The previous night's CBS Evening News, Wyatt Andrews delivered a balanced look at one woman who has embraced Obamacare and another who will suffer because of it: Anchor Scott Pelley lamented, "Three and a half million Americans have been told that their health plans will be canceled because their plans don't meet the minimum requirements of ObamaCare."
Although NBC's coverage was minor, at least the network managed a Nightly News report.
ABC skipped any coverage on World News. This was the sum total of GMA's reporting on Thursday:
JOSH ELLIOTT: And now to the new fallout from the problems plaguing ObamaCare. The chief information officer for HealthCare.gov is stepping down, thus becoming the first key player to do so. But Health Secretary Kathleen Sebelius insisted, Wednesday, that the website is improving by the day, although she admitted early enrollment figures would be very low.
No clips of angry Republicans or a defensive Sebelius. Yet, the fluff-focused GMA promoted Natalie Portman and the new Thor film for three minutes and 23 seconds. Three minutes were given to Lululemon pants and the women who can't fit into them.
Clearly, there was no time to discuss ObamaCare.
[Thanks to MRC intern Jeff Meyer for the transcript.]
A transcript of the November 6 Nightly News segment is below:
BRIAN WILLIAMS: For the second time now health secretary Kathleen Sebelius today faced a barrage of questions from Congress over hundreds of problems with this new federal health care website. Her testimony came just hours after the chief technical official stepped down at the Centers for Medicare and Medicaid Services. His office oversaw the creation of the website. NBC’s White House Correspondent Peter Alexander has more on all of this tonight.
PETER ALEXANDER: On Capitol Hill and once again under fire, Secretary Sebelius this time taking heat for the president's promise if you like your health care plan, you can keep it.
JOHN CORNYN: Is that statement on the White House website true or is it false?
KATHLEEN SEBELIUS: Sir, I think the statement
CORNYN: is it true or is it false?
JOHN THUNE: This is a dishonesty. You have been misleading the American people and the president has.
ORRIN HATCH: This, to put it bluntly, is simply untrue.

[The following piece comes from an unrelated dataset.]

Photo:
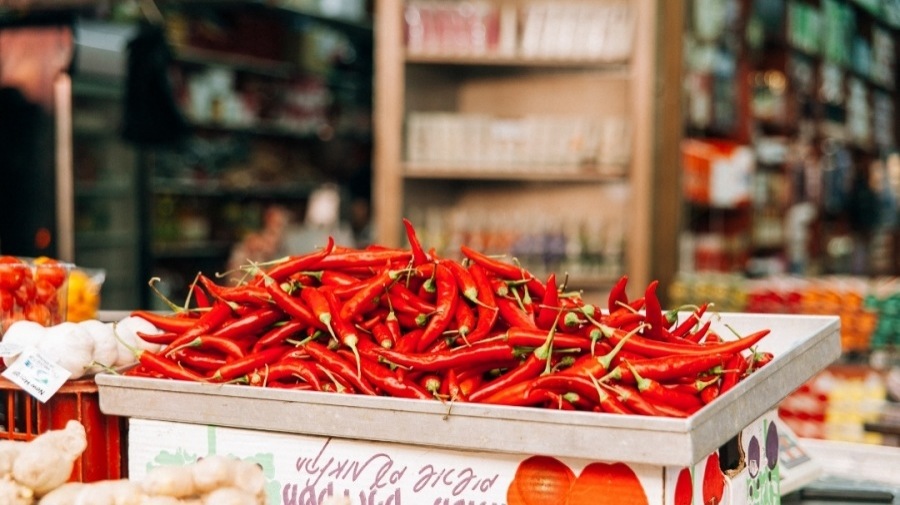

ALEXANDER: While more than 3 million Americans who buy their own insurance received cancellation letters Sebelius rejected bipartisan calls to postpone part of the law.
SEBELIUS: Delaying the Affordable Care Act wouldn’t delay people's cancer or diabetes or Parkinson's. So for millions of Americans, delay isn't an option. People's lives depend on this.
ALEXANDER: But in California facing pressure from the state’s insurance commissioner, Blue Shield of California agreed to give 115,000 people with policies being cancelled a three-month extension to find new plans. Still Blue Shield warns individuals who switch policies mid-year may be subject to paying a double deductible one for each plan. Today another big insurance company, Humana, whose executives met with White House officials, said it expects the administration to extend the enrollment deadline. Also tonight internal documents obtained exclusively by NBC News reveal that a stress test done by one of the government contractors the day before the website went live shows it could only handle only 1,100 users at once before becoming overloaded. And Secretary Sebelius says tech experts identified a couple hundred fixes that need to be made before the website works the way it is supposed to, Brian. But she said it is improving. The site’s already able to process 17,000 registrations every hour.